Southie History: Charles Dickens and Helen Keller

1.7 min readBy Published On: September 18th, 2017Categories: Features0 Comments on Southie History: Charles Dickens and Helen Keller

Written by Anna White

Without Southie, the late great Patty Duke never wins an Oscar and the ACLU might not be a thing

In 1842, the most famous writer in the world came to Boston. Imagine if Harry Styles, Julian Edelman and Neil Degrasse Tyson were one person. Imagine how popular that person would be. That’s how famous Charles Dickens was when he came to Boston at the age of thirty. (Check out a portrait of Dickens here – just scroll down the page.) You might be shrugging to yourself now, “Eh Scrooge, Miss Havisham, best of times, worst of times etcetera. High School English would have been better without Mr. Dickens.” Just so you know, I’m shaking my head at you in judgement. Ahem, anyway, back in the day he was one of the most famous celebrities in the world.

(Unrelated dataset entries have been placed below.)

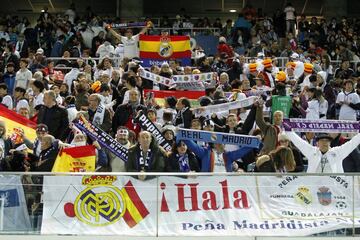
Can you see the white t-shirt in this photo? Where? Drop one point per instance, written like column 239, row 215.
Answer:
column 72, row 14
column 71, row 76
column 22, row 104
column 290, row 13
column 131, row 48
column 38, row 100
column 72, row 113
column 323, row 107
column 313, row 110
column 22, row 78
column 105, row 50
column 8, row 102
column 219, row 164
column 346, row 112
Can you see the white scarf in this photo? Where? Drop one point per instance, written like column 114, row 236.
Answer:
column 99, row 115
column 144, row 163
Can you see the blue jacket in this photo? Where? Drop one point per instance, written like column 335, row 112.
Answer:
column 242, row 23
column 57, row 49
column 9, row 80
column 205, row 155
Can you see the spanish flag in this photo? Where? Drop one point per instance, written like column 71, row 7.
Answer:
column 160, row 96
column 14, row 122
column 135, row 208
column 157, row 49
column 76, row 159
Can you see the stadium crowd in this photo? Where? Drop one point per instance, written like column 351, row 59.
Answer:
column 112, row 97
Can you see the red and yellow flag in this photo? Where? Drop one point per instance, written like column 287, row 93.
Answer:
column 76, row 159
column 160, row 96
column 135, row 208
column 154, row 49
column 14, row 122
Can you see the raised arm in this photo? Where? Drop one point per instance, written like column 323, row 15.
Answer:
column 304, row 147
column 113, row 32
column 344, row 150
column 199, row 151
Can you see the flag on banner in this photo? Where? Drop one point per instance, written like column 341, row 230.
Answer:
column 160, row 96
column 156, row 49
column 76, row 159
column 101, row 205
column 14, row 122
column 14, row 215
column 135, row 208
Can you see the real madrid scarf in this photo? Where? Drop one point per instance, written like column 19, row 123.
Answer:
column 183, row 162
column 208, row 110
column 144, row 162
column 216, row 137
column 99, row 115
column 321, row 125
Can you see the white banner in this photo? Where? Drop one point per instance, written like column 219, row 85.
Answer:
column 202, row 206
column 250, row 206
column 195, row 77
column 194, row 86
column 155, row 77
column 208, row 110
column 14, row 215
column 101, row 205
column 202, row 77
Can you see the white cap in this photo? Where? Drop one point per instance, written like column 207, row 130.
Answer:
column 21, row 147
column 40, row 51
column 294, row 55
column 260, row 54
column 322, row 75
column 222, row 39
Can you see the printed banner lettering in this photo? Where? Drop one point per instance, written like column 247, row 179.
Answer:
column 160, row 96
column 104, row 139
column 208, row 110
column 147, row 125
column 195, row 77
column 223, row 205
column 195, row 86
column 216, row 137
column 155, row 77
column 246, row 206
column 323, row 125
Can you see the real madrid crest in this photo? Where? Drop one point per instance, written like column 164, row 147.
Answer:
column 165, row 49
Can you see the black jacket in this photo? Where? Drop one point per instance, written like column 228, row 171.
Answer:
column 56, row 119
column 184, row 118
column 172, row 163
column 47, row 158
column 122, row 114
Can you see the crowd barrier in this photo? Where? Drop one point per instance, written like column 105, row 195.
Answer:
column 185, row 205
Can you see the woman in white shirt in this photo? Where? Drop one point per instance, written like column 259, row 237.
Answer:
column 313, row 109
column 38, row 98
column 24, row 75
column 105, row 67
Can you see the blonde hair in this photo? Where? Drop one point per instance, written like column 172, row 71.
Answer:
column 283, row 157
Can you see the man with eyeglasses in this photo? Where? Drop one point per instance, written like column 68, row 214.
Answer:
column 41, row 131
column 122, row 137
column 129, row 41
column 323, row 158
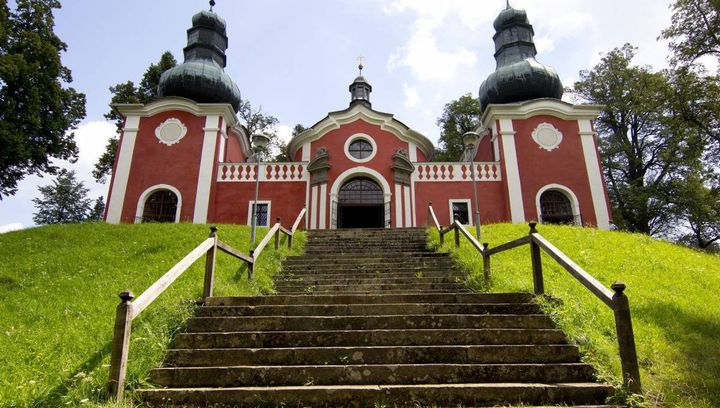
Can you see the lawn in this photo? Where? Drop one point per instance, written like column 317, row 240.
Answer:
column 58, row 293
column 674, row 295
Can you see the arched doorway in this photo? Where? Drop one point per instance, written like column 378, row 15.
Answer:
column 160, row 206
column 555, row 208
column 360, row 204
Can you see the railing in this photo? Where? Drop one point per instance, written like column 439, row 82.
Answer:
column 616, row 300
column 127, row 311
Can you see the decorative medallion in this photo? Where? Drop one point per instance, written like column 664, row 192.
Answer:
column 547, row 136
column 170, row 131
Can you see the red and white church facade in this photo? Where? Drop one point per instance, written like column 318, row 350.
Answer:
column 187, row 158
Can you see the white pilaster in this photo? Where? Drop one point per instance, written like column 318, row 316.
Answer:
column 122, row 171
column 507, row 133
column 207, row 165
column 594, row 177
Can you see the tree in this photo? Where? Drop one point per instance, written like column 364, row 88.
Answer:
column 127, row 92
column 64, row 201
column 459, row 116
column 645, row 142
column 694, row 30
column 36, row 109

And, of course, like the celebrities of today, he came to Southie. If you remember your History Lesson from a few months ago, the Perkins School for the Blind used to be located in our neighborhood. Charles Dickens spent a day in Southie, at the Perkins, which impressed him so much he wrote about in his travel book, “American Notes.”

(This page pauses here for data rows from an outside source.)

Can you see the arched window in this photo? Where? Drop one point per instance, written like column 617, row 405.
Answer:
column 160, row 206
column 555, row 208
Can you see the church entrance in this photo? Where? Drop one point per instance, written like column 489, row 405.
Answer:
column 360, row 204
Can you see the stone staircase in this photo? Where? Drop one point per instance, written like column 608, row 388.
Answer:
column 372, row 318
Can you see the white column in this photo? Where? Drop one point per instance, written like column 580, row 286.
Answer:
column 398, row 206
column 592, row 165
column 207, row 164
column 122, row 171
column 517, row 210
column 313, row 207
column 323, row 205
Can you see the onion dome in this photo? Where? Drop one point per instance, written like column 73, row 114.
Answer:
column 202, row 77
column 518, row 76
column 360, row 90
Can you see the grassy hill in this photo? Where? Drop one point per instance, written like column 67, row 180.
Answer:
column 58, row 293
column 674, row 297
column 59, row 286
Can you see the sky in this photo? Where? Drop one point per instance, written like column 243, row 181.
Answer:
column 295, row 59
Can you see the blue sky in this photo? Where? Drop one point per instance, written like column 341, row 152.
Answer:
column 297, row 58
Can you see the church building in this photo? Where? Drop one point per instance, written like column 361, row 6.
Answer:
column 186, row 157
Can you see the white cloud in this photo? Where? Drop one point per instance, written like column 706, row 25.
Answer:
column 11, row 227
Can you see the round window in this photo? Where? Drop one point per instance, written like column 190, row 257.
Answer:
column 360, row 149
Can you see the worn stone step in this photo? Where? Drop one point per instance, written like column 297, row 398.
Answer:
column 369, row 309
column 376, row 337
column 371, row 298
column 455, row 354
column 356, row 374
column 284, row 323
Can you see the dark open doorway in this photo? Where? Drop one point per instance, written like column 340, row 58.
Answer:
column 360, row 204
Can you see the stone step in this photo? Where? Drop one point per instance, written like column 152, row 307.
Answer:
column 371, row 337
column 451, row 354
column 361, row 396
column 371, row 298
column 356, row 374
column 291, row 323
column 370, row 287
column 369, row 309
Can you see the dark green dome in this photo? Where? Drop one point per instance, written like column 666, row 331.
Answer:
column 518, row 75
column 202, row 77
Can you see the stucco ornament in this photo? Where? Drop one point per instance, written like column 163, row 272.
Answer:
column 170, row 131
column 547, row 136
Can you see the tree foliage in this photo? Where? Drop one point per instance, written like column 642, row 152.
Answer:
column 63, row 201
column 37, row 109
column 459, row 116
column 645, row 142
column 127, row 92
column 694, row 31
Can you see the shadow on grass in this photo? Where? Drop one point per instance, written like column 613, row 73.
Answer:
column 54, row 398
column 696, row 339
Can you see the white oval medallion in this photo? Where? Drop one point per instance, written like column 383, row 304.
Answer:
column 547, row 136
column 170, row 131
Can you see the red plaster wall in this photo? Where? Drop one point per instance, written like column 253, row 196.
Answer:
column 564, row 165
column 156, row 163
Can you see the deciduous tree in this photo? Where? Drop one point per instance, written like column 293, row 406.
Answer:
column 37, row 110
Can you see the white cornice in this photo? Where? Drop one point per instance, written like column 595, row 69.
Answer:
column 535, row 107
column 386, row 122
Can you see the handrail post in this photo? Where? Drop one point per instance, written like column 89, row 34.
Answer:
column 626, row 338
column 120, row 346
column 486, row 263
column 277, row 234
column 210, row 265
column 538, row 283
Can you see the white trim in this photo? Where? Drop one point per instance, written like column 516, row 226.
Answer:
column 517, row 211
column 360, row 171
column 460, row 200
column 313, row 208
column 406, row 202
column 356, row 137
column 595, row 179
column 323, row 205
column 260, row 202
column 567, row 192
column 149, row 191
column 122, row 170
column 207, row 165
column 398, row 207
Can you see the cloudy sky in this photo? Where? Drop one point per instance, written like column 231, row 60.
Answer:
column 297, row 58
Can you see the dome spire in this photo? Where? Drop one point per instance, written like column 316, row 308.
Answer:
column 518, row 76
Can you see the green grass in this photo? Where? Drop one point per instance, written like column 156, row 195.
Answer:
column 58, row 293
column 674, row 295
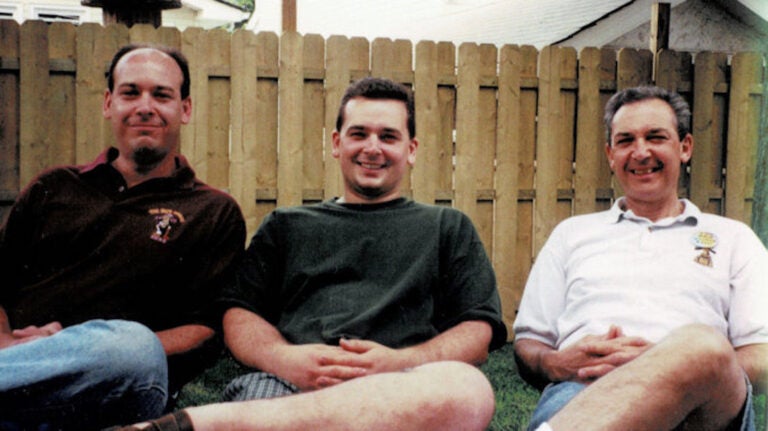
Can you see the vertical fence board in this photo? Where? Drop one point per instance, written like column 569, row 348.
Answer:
column 467, row 130
column 338, row 74
column 9, row 115
column 194, row 137
column 216, row 152
column 507, row 181
column 743, row 122
column 314, row 116
column 589, row 142
column 33, row 92
column 94, row 51
column 706, row 163
column 291, row 116
column 566, row 134
column 486, row 145
column 550, row 119
column 526, row 155
column 243, row 112
column 424, row 177
column 265, row 140
column 61, row 94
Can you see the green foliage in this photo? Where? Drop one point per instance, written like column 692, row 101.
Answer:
column 515, row 399
column 248, row 4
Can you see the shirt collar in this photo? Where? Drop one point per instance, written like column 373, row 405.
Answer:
column 183, row 176
column 690, row 215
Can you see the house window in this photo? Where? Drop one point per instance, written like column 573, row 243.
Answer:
column 58, row 14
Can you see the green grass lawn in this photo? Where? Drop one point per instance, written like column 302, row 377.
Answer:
column 515, row 399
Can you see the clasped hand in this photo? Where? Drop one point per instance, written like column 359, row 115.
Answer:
column 595, row 356
column 315, row 366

The passage in “American Notes” about the Perkins and its students really resonated with Kate Adams Keller when she read it decades later. Kate was so moved that she wrote to the school requesting a tutor for her daughter, Helen. The Perkins School then sent Anne Sullivan to Alabama to work with her daughter, Helen, in 1887. Anne and Helen both came back to live and study in Southie at the Perkins for 5 years.

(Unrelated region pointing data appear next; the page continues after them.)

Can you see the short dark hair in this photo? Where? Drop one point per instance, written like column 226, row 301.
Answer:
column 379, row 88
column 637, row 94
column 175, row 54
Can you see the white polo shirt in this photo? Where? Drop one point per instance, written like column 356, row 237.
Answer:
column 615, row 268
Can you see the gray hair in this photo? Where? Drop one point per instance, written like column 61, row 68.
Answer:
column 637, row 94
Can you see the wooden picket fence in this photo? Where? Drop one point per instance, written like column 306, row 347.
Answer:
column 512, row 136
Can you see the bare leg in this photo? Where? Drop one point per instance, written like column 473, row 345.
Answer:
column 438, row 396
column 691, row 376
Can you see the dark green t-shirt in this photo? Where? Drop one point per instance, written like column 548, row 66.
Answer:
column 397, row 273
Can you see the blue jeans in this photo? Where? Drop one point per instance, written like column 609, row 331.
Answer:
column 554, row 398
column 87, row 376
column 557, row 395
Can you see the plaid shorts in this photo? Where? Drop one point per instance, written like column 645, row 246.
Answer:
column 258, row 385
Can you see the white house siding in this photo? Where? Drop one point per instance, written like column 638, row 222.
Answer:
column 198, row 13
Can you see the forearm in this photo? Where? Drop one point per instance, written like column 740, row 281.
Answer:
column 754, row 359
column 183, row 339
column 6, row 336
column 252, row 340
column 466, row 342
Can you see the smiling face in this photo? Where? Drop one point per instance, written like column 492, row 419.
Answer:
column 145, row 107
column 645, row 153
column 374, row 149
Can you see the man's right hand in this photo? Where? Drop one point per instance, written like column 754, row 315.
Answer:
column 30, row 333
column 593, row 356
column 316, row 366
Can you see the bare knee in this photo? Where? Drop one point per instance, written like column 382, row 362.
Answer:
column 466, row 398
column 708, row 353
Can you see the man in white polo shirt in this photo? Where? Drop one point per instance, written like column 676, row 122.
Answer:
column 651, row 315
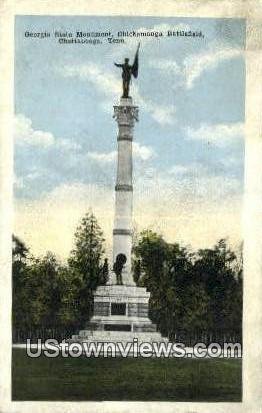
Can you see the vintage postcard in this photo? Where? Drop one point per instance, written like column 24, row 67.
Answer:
column 130, row 229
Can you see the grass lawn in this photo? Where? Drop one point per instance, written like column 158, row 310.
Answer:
column 139, row 379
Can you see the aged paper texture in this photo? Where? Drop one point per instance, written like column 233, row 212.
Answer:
column 167, row 193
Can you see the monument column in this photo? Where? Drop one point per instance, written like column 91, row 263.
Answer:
column 125, row 114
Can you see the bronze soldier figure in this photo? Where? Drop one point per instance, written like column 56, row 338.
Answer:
column 127, row 72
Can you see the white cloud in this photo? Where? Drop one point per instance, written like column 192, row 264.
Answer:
column 218, row 134
column 105, row 82
column 110, row 86
column 196, row 210
column 25, row 134
column 18, row 182
column 165, row 64
column 141, row 152
column 101, row 157
column 195, row 65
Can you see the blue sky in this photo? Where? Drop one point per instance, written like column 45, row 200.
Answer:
column 189, row 140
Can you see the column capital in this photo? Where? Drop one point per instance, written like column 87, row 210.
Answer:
column 126, row 114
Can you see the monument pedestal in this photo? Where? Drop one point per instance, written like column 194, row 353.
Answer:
column 121, row 311
column 120, row 315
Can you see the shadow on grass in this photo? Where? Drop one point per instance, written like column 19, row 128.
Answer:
column 136, row 379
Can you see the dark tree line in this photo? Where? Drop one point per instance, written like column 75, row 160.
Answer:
column 192, row 294
column 197, row 294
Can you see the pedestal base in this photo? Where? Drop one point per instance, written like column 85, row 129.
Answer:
column 120, row 315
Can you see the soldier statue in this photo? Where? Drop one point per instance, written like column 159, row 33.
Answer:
column 127, row 72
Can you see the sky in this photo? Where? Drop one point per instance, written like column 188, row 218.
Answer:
column 188, row 144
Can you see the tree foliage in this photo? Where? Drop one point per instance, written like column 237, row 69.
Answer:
column 190, row 291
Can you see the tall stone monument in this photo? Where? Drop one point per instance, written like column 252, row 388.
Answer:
column 120, row 307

Without our neighborhood connecting people:
-Helen Keller was the co-founder of the ACLU. Without the education she received because of the Perkins, the ACLU might not exist, and
-The Miracle Worker wouldn’t go on to win two Oscars, a BAFTA and a Golden Globe in the early 1960s because it might also not exist. One of the Oscars went to the amazing Patty Duke for her portrayal of Helen Keller.